The Holy Spirit is perhaps the most misunderstood person in the Trinity. Most people are able to get their head around God the Father. Very few people seem to have trouble accepting the person of Jesus as the Christ or as God the Son. When a person hears about God as the Holy Spirit, however, it fosters a myriad of ideas and perspectives on just who this person is, and how he interacts with creation. The Holy Spirit is often left in the category of mystical and ethereal, which is sad because the role and desire of the Holy Spirit is to be personal and present with every believer.

I won’t go into a lot of detail on what causes the confusion about the Holy Spirit, because I wouldn’t be able to be thorough in a brief devotional thought. What I will say is that people tend to relate to the Holy Spirit in extremes. Some people act and speak in peculiar and non-understandable ways, and when asked why, they say that they are able to do so because of the presence of the Holy Spirit in their lives. Often, this group will suggest that if a believer were just more open to the power and presence of the Spirit, then he or she would also be able to speak these languages and have these experiences. There is another group of people who tend to run the other direction. Because of what they disbelieve about the gifts and presence of the Holy Spirit, and what they have witnessed in the lives and behaviors of those self-proclaimed “more spiritual,” they become very nervous when anyone mentions the Holy Spirit. They believe that if you give the Spirit too much room to move, things can quickly get out of control.

Personally, I do not believe that either extreme is healthy or biblical. I am sure I will be accused of riding the fence, and perhaps that is a fair assessment, because I do believe the best place to be is in the middle.
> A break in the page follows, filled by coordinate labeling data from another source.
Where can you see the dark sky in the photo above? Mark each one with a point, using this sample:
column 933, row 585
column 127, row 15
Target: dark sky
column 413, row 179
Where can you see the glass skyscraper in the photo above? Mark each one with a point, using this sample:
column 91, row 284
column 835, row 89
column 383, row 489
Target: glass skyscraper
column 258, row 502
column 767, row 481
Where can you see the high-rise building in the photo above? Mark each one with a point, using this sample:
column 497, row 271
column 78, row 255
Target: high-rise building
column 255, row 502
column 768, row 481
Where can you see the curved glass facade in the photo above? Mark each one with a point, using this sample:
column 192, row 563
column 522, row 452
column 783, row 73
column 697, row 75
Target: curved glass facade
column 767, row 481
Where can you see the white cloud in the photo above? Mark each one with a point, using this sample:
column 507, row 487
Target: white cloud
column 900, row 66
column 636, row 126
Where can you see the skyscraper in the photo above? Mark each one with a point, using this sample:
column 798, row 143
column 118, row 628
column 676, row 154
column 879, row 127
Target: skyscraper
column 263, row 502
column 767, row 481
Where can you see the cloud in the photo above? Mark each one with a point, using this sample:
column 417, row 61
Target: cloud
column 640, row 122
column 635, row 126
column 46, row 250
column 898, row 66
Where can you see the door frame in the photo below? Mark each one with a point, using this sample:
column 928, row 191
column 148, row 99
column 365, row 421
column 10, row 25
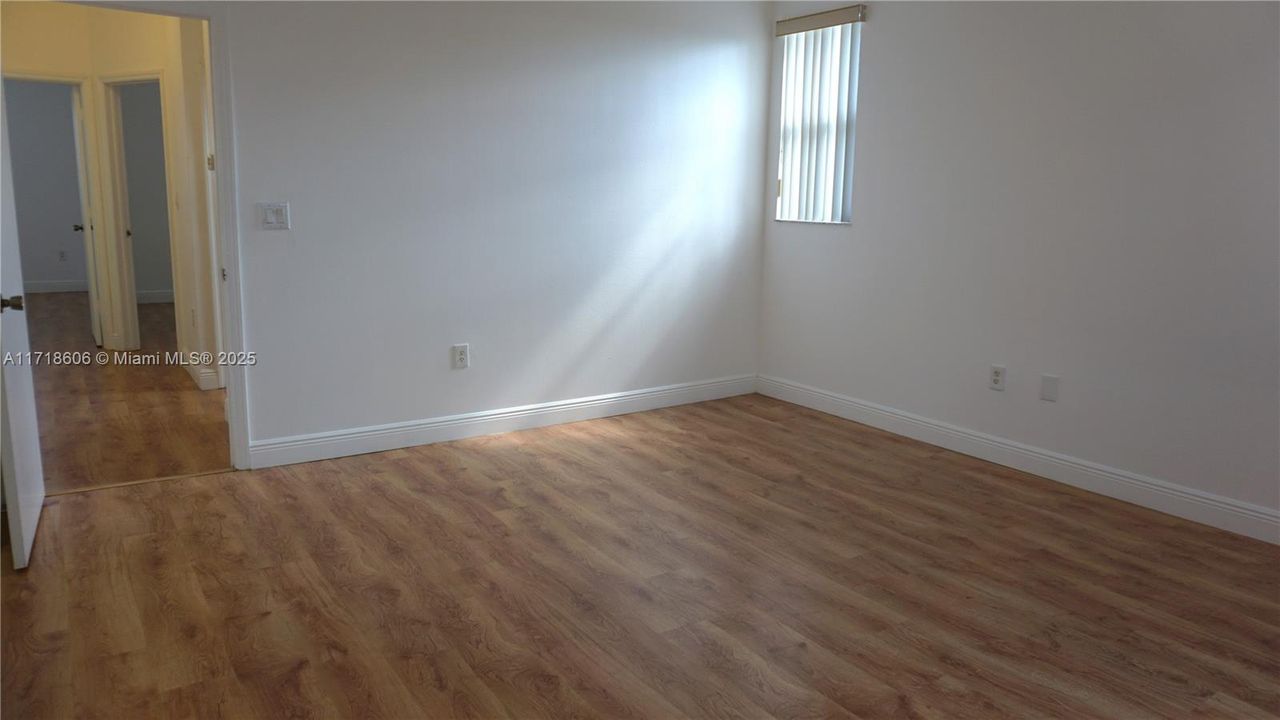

What does that mean, or what would that look like?

Living in the middle of the extremes puts us in a place where we do not fear the presence of the Holy Spirit nor do we live each day longing for a more dramatic experience than our last.

Living in the middle of the extremes enables us to trust that, when we don’t understand something in the Scripture or have the words to say to a friend in need, that we have a helper and an advocate that will give us the words and insight we need to communicate in a way that they will understand.

Living in the middle of the extremes allows us to view the Holy Spirit not only as God, but also as a friend who is always present.

Living in the middle reminds us that, although we are to make much of the Holy Spirit, we honor him most when we make much of Jesus.

Does the Holy Spirit make you a little nervous? Relax, he isn’t the weird uncle that no one knows quite what to do with. He, the Holy Spirit, is God. If you are saved, he is your helper. He is your advocate. He brings about holy conviction. He is a restorer. He is both a gift and a gift-giver. He is God.